Now he was really challenging me. With Nancy's taunts still fresh in my mind, I acquiesced, "Okay, I’ll try it this one time but if it hurts very much I may just bop you on the nose to get even!"

"Relax, Frank, it’s just a routine filling. The last time your wife was here she almost fell asleep while I did her fillings."

So it was true. There was no way out of this now. No matter how much it hurt, I was going to have to tough it out. It was bad enough to have Nancy ribbing me, but now Doc Bauer was rubbing it in too. To get even, I asked, "How much did you have in that mutual fund, Doc?"

"Well, as of last week, I was in for over fifty thousand dollars."

"Wow!" I said. That was a pile of dough in any man's language, even a dentist's. "So explain to me what happened. I can’t understand how a whole fund can collapse. I thought the very nature of mutual funds was to protect against that sort of thing – to spread the risk around."

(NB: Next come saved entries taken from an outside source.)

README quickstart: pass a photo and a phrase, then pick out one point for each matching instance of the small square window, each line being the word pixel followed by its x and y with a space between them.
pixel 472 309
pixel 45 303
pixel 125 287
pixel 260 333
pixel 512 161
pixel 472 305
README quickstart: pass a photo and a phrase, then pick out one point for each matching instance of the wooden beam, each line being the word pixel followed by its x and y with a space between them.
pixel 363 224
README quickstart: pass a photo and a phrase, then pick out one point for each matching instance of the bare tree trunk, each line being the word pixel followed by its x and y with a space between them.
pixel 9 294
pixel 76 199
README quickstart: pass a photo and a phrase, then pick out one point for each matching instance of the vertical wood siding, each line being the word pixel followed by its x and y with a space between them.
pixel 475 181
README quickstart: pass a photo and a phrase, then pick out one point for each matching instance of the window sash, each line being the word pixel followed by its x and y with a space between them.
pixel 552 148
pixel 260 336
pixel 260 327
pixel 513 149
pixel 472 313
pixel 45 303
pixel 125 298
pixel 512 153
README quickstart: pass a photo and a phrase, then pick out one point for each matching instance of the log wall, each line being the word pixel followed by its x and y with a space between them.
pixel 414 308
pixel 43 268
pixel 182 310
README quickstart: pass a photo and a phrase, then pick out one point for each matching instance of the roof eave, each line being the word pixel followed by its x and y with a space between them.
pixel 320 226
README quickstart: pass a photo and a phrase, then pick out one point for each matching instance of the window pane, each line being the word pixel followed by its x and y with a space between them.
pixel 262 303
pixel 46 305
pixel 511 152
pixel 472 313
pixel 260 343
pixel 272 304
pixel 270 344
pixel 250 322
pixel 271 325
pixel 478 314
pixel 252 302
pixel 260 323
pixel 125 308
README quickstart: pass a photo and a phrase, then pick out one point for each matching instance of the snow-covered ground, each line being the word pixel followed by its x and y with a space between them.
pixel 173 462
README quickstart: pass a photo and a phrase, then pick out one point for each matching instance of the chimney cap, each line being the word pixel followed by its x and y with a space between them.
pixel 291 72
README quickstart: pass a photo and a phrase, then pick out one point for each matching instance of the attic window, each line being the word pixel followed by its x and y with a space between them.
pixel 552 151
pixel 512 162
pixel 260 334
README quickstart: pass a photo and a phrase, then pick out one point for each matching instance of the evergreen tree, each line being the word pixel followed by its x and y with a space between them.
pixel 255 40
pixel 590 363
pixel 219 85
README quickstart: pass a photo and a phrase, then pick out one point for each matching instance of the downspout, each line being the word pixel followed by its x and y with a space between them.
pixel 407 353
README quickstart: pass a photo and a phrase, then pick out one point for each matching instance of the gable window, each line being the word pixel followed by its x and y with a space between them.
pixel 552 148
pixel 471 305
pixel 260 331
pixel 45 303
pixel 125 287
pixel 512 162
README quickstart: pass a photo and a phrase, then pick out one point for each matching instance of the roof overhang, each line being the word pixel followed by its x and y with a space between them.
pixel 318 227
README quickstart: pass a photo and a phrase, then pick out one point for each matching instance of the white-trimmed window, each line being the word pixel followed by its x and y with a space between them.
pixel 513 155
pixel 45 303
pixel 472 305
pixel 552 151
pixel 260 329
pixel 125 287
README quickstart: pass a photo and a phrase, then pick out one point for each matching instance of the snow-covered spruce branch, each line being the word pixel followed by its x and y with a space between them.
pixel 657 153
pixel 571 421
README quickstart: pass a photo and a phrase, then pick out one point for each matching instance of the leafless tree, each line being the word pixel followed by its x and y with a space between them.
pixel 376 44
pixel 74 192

The story was that Dr. Bauer's broker had a friend in another brokerage firm who was managing a really successful fund. Wardwell had only been on the market for three years but the fund manager obviously knew how to pick winners. The fund held only four stocks, all Indonesian high-technology companies. All four companies were showing strong returns and were very active on the Japanese market. The returns for the past three years had risen from a low of 15% in the first year to 28% in this last quarter. In the first three months of this year, everyone had jumped on the bandwagon. Registered Retirement Savings Plan money flowed into the fund as brokers placed more and more orders. Two weeks after the RRSP season ended, all hell broke loose. The 'friend' who had recommended the stocks simply did not show up for work one Monday. The four Indonesian companies had vacated their offices; trading was suspended on the TSE when the Canadian brokerage company backing Wardwell found it was short of funds; a large Boston firm announced it too, had found some discrepancies and the Japanese stopped all trading on Wardwell. The units that Dr. Bauer has purchased at $32.50 were worth absolutely nothing.

The drilling and filling were really quite painless, just as Doc has said they would be. Maybe I had been getting all those needles over the years for no reason. I tried to console Dr. Bauer with the thought of the capital loss he could claim against his other stock winnings. This was small comfort to him, but it was further evidence to me that you could not trust those mutual funds. Buy common stocks in blue chip companies, own a part of the business, take some dividends and wait patiently while the shares gradually increase as the stock markets creep higher and higher on the backs of mutual fund investors. That is my plan for getting rich. That, and getting high-paying jobs doing forensic investigations into people= s books.